Apple iPhone 6s Plus review: Big, beautiful and still fabulous (but still no bargain deals)
Nearly a year after release, and the iPhone 6s Plus still doesn’t come cheap. The iPhone 7 is just around the corner, so realistically you should probably hold off to see if the new handset offers a significant upgrade – or what kind of impact it has on the iPhone 6s Plus’ pricetag.
Still, if you absolutely must have the iPhone 6s Plus today, then there are some decent deals out there. Mobiles.co.uk can sell you the 16GB model for £75 upfront, and then a 12 month contract worth £31.50 per month with o2, which is a reasonable deal including a generous 3GB data. Alternatively, if you don’t want to pay anything upfront you can get similar terms with Vodafone for £37 per month.
Buying the phone SIM free isn’t much more appealing. Currys sell the 16GB handset at £599, which only £20 less than the Apple store, so not too much of a bargain. Seriously, if you can: give it a month.
The original review continues below.
When Steve Jobs first mocked the trend for giant smartphone screens, he couldn’t possibly have envisaged how popular they’d become. I’m all but certain he’d have spun it in his favour, though, simply by stating that Apple’s phones, though late to the party, “did it better”. Fast-forward to now, a year after the super-sized iPhone 6 pairing first hit the market, and Apple has released the Apple iPhone 6s Plus – it’s no bigger, but it is most definitely better.
I’m going to leave a lengthy discussion over the size of the iPhone 6s Plus aside for this review. Physically, it’s much the same phone as last year. A fraction thicker and very slightly heavier, maybe, but in isolation you’d struggle to tell the 6 Plus and the 6s Plus apart.
To my mind, though, it’s a little too bulky for a 5.5in phone. Companies such as Samsung and even Huawei have produced handsets that squeeze bigger screens into ever smaller bodies – by comparison, the iPhone 6s Plus feels oversized and heavy. It badly needs to go on a diet.[gallery:1]
Apple could also do with getting rid of the unsightly camera bulge at the rear, which remains from last year. If you choose to snap a case on your iPhone, it’s not an issue – but that’s not to everyone’s tastes. Choose to go without, though, and the phone will rock slightly when you put it down on a flat surface.
Apple iPhone 6s Plus: Bigger screen and battery
Still, there are some tangible benefits that the iPhone 6s Plus carries over its smaller, more pocketable sibling. The first of those is its larger, 5.5in (1,080 x 1,920 resolution) display, which makes it far better for watching movies, playing games and browsing the web.
The extra screen real estate also helps out with the pop-up menus that appear when you employ the phone’s new 3D Touch system. You can read about how I think 3D Touch is going to change the way we use our smartphones in my Apple iPhone 6s review, but on the iPhone 6s I occasionally found that fingers and thumbs would obscure menus and options – here it’s much less of an issue.

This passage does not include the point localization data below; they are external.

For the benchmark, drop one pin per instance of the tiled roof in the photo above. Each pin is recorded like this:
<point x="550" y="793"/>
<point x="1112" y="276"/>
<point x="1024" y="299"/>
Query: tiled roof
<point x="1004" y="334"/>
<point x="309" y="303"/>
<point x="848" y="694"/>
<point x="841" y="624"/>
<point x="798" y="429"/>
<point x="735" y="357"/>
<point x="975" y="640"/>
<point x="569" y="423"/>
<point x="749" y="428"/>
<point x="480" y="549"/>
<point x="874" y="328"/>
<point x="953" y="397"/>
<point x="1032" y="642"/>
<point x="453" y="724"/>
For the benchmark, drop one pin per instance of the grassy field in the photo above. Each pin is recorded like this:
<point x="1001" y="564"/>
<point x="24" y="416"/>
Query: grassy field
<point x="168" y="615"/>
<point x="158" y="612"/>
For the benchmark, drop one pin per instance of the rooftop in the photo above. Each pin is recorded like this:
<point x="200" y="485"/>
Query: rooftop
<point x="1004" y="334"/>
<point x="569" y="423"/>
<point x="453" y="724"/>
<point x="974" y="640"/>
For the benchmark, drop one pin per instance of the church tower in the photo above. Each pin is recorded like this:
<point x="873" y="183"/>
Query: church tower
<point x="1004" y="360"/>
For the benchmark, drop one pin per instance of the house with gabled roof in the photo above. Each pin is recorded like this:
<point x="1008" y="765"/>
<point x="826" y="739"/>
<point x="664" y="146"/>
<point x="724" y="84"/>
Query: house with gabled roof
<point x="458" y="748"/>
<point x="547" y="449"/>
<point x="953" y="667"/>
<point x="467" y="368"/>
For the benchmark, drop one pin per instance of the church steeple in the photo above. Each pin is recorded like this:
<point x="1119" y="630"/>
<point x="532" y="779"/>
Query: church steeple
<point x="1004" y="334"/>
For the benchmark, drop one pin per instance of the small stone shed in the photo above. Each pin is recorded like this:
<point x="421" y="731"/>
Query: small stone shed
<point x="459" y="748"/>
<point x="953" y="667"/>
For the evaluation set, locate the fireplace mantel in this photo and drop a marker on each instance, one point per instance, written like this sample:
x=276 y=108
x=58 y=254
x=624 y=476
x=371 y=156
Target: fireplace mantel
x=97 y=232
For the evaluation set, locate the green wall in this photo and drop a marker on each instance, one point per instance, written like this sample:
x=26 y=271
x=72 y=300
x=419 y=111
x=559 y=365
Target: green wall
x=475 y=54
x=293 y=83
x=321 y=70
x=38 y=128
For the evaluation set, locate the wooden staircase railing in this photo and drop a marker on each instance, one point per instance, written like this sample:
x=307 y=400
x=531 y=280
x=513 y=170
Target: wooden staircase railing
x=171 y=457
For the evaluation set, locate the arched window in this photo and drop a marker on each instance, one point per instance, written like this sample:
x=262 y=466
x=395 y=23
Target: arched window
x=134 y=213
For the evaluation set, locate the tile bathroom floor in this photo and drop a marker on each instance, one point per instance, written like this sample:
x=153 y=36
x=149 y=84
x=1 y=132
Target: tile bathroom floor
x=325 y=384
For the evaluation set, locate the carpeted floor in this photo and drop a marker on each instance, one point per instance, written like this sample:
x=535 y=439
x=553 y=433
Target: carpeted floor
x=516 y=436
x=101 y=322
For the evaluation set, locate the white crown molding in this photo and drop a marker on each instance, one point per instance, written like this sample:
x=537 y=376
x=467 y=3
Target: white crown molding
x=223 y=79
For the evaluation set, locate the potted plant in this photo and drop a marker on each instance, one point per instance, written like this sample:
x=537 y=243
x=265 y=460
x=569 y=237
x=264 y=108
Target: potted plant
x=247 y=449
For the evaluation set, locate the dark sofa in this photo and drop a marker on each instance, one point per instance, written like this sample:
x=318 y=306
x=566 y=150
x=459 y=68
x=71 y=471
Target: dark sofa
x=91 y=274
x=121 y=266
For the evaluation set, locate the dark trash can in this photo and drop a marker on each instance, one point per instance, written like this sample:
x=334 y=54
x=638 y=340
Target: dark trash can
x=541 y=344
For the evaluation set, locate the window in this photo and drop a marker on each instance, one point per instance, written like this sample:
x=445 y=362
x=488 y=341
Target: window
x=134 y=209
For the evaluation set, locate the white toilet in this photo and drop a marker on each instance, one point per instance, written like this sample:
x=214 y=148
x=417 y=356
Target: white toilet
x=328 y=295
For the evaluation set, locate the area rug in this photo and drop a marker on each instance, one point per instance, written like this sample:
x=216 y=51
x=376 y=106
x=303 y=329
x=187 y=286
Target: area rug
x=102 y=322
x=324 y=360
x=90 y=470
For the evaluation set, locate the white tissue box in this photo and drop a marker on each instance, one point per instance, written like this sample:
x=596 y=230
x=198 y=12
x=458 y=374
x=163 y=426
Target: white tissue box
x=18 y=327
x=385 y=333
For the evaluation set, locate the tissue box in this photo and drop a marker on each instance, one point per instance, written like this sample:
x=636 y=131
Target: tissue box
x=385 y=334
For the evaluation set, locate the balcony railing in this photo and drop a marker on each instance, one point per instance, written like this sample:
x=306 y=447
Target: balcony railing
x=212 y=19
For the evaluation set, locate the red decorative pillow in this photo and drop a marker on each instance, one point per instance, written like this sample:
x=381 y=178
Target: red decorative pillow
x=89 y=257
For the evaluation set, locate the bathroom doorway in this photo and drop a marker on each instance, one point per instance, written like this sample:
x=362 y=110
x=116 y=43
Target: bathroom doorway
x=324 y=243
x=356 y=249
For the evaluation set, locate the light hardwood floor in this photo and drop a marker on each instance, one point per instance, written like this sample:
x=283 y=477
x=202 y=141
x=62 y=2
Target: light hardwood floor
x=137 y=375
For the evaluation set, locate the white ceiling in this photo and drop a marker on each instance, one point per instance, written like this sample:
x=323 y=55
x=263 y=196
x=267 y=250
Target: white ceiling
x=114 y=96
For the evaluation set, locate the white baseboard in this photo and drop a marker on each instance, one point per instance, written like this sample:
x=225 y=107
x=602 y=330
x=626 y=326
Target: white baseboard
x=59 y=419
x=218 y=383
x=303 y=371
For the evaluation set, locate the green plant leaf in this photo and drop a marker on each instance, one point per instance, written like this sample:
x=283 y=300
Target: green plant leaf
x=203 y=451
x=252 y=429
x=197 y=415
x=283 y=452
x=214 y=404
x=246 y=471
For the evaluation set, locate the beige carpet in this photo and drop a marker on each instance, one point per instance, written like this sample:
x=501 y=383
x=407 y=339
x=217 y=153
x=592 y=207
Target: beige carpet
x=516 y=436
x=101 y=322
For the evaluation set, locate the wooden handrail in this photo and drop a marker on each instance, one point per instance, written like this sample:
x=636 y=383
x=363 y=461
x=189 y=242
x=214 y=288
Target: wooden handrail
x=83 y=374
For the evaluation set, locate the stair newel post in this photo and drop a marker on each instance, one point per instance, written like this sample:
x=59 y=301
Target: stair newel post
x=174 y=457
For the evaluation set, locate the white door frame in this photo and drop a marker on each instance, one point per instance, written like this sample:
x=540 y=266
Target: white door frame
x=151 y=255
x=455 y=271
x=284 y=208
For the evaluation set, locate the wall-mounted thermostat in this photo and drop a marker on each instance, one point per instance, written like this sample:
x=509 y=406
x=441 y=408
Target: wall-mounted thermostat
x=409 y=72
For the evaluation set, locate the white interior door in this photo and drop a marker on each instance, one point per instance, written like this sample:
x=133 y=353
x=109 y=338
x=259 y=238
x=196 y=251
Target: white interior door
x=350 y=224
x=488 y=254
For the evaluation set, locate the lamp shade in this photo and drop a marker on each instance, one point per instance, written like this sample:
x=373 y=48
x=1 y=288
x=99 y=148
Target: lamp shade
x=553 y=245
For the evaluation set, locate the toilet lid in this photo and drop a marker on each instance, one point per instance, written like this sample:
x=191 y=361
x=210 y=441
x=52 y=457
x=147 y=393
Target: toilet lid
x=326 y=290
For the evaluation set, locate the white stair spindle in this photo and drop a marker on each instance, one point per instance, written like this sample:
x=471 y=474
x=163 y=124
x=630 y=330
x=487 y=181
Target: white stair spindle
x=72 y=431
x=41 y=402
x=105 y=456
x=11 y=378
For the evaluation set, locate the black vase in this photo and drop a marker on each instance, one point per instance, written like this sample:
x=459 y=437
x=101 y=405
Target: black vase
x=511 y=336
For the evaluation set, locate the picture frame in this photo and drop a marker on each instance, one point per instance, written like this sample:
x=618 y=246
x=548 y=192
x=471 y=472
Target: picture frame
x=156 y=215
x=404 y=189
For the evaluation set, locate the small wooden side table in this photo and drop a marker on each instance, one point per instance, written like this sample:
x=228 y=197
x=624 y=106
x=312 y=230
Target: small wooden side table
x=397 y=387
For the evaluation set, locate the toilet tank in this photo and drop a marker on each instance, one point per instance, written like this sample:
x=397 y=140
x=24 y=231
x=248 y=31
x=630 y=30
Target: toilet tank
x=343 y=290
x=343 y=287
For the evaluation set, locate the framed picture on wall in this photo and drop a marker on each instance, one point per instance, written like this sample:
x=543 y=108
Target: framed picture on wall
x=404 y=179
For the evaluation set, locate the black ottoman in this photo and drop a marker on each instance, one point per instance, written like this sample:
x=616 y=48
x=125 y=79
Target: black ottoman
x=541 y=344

Despite the extra layers of pressure-sensing technology, screen quality remains a match for the 6s and last year’s 6 Plus, offering a top brightness of 584cd/m2, a contrast ratio of 1,331:1 and sRGB coverage of 91.3%. It’s not quite the match of the Samsung Galaxy S6 Edge+’s fantastic Super AMOLED screen, but it’s still very, very good.
The iPhone 6s Plus also has a bigger battery than the standard iPhone 6s, which delivers tangibly longer life between charges. In real-world use, I regularly reached the end of a day with a fair amount in reserve – between 30% and 40% – and even on days where I used the phone more intensively, iOS 9’s new Low Power Mode was there to help out.
Low Power Mode disables certain background functions in an attempt to give you longer battery life. Switch it on and you’ll notice that certain animations are disabled, background email sync and downloads are turned off, as is the always-on Hey Siri command.
In the Alphr smartphone battery tests, the iPhone 6s Plus performed extremely well. When streaming audio over 4G, with background tasks set to a minimum and the screen off, the battery ran down at a rate of 2.3% per hour. Playing a 720p video with the screen set to a brightness of 120cd/m2 consumed capacity at a rate of 5.5% per hour.
These results are slightly worse than last year’s, but only by a smidgen, and the iPhone 6s Plus remains among the longest-lasting smartphones on the market. Unfortunately, if that still isn’t good enough for you, you’re stuck with it, at least from an official standpoint. Although Apple has released an official battery case for its 4.7in iPhone 6s it hasn’t done the same for the larger iPhone 6s Plus.